Why global warming puts bib on the menu


Nearly two-thirds of fish species in the North Sea have moved further north in search of colder waters because global warming is driving sea temperatures higher.

Nearly two-thirds of fish species in the North Sea have moved further north in search of colder waters because global warming is driving sea temperatures higher.

Scientists have compiled the first unequivocal evidence linking a major northward shift of North Sea fish species with rising ocean temperatures.

The researchers believe the movement is more dramatic than the simple migration of individual fish and represents a fundamental change in the distribution of marine species.

A study that covers 25 years of data has found the range of nearly two-thirds of North Sea species - including commercially important fish such as cod and haddock - have shifted either further north or to colder depths.

As cold-water fish have gone north, exotic warmer-water species such as the bib, scaldfish and lesser weever have extended their range by moving into the North Sea from the south, said Alison Perry, a marine biologist at the University of East Anglia in Norwich.

If trends continue, then Atlantic cod will no longer be able to live in the warm waters of the North Sea by 2080 and its habitat will be totally occupied by the southerly bib, Dr Perry said.

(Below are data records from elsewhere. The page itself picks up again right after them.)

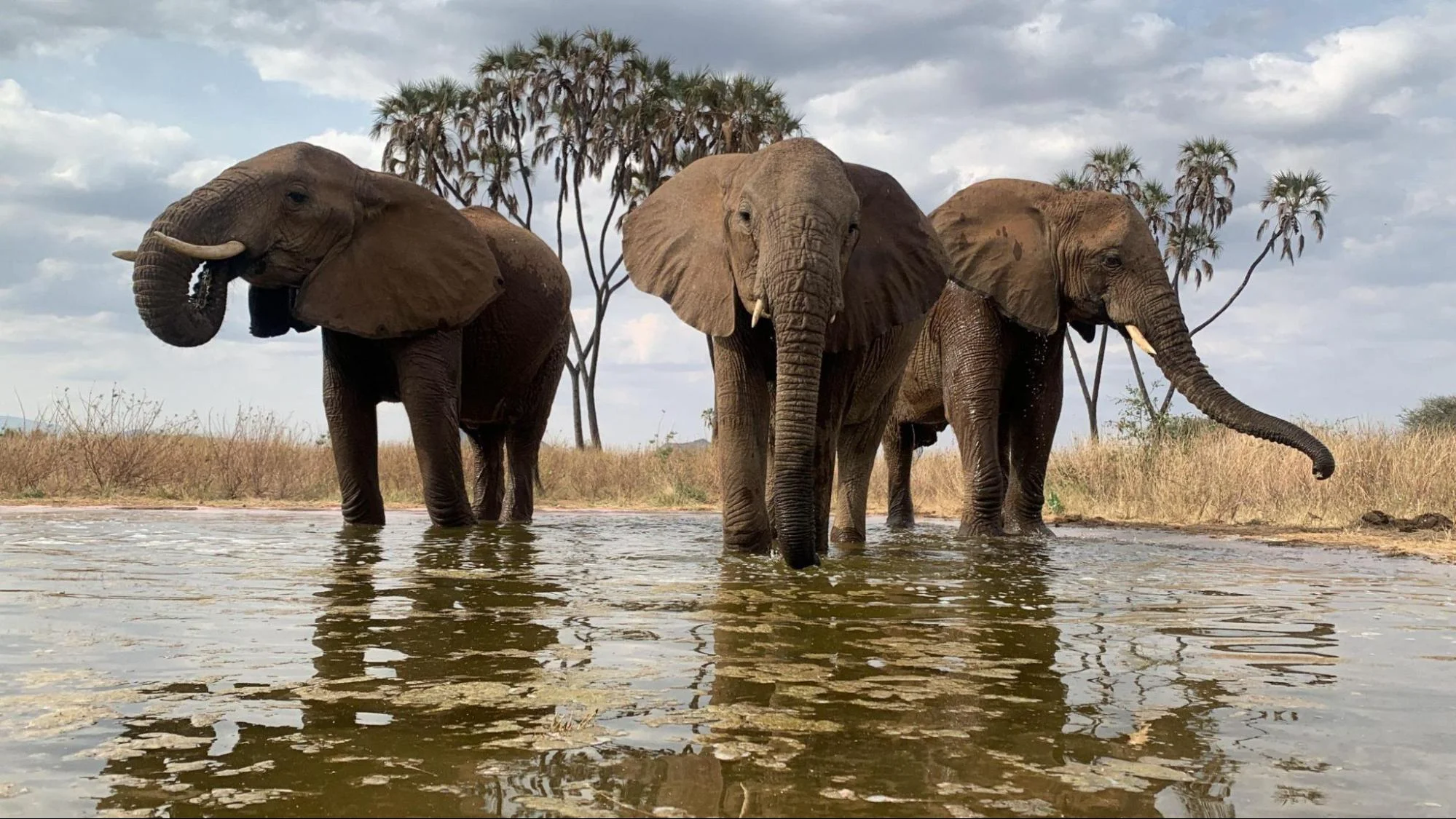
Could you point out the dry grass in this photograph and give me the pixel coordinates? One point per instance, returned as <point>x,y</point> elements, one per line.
<point>121,448</point>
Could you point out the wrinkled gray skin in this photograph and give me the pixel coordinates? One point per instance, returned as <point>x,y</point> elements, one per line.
<point>845,268</point>
<point>989,360</point>
<point>457,314</point>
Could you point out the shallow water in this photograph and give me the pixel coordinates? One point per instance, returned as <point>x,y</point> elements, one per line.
<point>185,664</point>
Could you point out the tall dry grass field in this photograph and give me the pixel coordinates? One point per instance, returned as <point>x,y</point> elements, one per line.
<point>118,447</point>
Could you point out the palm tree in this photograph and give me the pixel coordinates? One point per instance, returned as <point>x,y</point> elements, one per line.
<point>503,87</point>
<point>1294,197</point>
<point>427,125</point>
<point>1117,170</point>
<point>1114,169</point>
<point>1069,181</point>
<point>1152,201</point>
<point>1205,198</point>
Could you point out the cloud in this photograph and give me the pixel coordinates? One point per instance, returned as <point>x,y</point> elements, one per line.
<point>364,150</point>
<point>940,95</point>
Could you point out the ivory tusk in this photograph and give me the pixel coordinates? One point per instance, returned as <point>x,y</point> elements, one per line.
<point>1139,339</point>
<point>204,252</point>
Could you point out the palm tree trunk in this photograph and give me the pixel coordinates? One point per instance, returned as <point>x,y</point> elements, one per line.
<point>575,405</point>
<point>1082,381</point>
<point>1142,387</point>
<point>1097,371</point>
<point>1244,284</point>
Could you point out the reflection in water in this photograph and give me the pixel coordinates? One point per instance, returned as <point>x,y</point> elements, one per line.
<point>621,665</point>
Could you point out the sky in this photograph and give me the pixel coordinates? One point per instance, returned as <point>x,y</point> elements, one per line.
<point>109,109</point>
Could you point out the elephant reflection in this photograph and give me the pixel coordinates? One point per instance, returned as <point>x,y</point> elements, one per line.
<point>465,614</point>
<point>959,696</point>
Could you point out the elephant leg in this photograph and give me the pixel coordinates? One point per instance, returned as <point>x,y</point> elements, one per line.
<point>973,403</point>
<point>741,397</point>
<point>857,460</point>
<point>523,446</point>
<point>353,435</point>
<point>899,447</point>
<point>489,470</point>
<point>1033,425</point>
<point>823,485</point>
<point>523,443</point>
<point>428,370</point>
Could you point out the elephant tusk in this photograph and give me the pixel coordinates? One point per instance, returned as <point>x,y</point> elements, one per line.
<point>1139,339</point>
<point>204,252</point>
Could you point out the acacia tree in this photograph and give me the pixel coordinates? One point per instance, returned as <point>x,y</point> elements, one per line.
<point>593,111</point>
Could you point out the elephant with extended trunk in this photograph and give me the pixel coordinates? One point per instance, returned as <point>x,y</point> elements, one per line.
<point>811,275</point>
<point>454,313</point>
<point>989,360</point>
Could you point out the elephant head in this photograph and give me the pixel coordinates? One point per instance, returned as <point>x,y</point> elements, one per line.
<point>829,253</point>
<point>1047,256</point>
<point>322,242</point>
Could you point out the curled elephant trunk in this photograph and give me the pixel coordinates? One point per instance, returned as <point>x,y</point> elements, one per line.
<point>1168,335</point>
<point>173,312</point>
<point>800,331</point>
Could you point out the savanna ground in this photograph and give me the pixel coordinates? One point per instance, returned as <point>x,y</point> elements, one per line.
<point>122,450</point>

"This is not just a case of individual fish choosing to move into colder waters. It points towards an entire population of fish becoming less viable in response to warming," Dr Perry said.

"It's not just about fish migrating, it's about seeing a whole range of long-term responses to rising sea temperatures over the past 25 years," she said.

Between 1962 and 2001, the average temperature of the North Sea increased by 0.6C. During that period, the world experienced the warmest years on record, which many climatologists have linked to man-made pollution.

The scientists, who included experts from the Centre for Environment, Fisheries and Aquaculture Sciences in Lowestoft, studied the distribution of more than 36 fish species and how each has changed over the past quarter of a century.

They found, for instance, that the centres of population for 15 of 36 fish species had shifted. Atlantic cod for instance has moved north by 73 miles and haddock's southern boundary had shifted north by 65 miles.

Other species such as the monkfish have also migrated north. The witch has shifted its southerly boundary further north by 104 miles and the population centre of the snake blenny has moved north 250 miles.

The study, published in the journal Science, found that, on average, the rate of movement north was about 1.4 miles per year, four times faster than the northwards movement of land species affected by climate change such as butterflies, birds and alpine plants.

Dr Perry said: "We were very struck by the extent and scale of these shifts.

"This could have significant impacts on an ecosystem which is already under heavy pressure [from overfishing]," she added.

The scientists also found the species that moved the most tended to be those with a faster life cycle and smaller size, indicating the migration was a response to higher temperatures, which can affect growth and reproduction. If the differences in the rates of movement between the species are due to shifts in the growth of fish populations then those fish with a faster population turnover would be expected to respond most strongly to climate change, the scientists said.

Climatologists predict the average surface temperatures of the North Sea will continue to rise by between 0.5C and 1C by 2020; by between 1C and 2.5C by 2050; and up to 4C by 2080. "We'd expect to see the changes in fish distribution continue with more southerly species in the North Sea and some of the northern ones retracting," Dr Perry said. The North Sea population of blue whiting and redfish will be eradicated completely by 2050 under such scenarios.

"We need to be more precautionary in terms of putting pressure on existing fishing stocks," she said.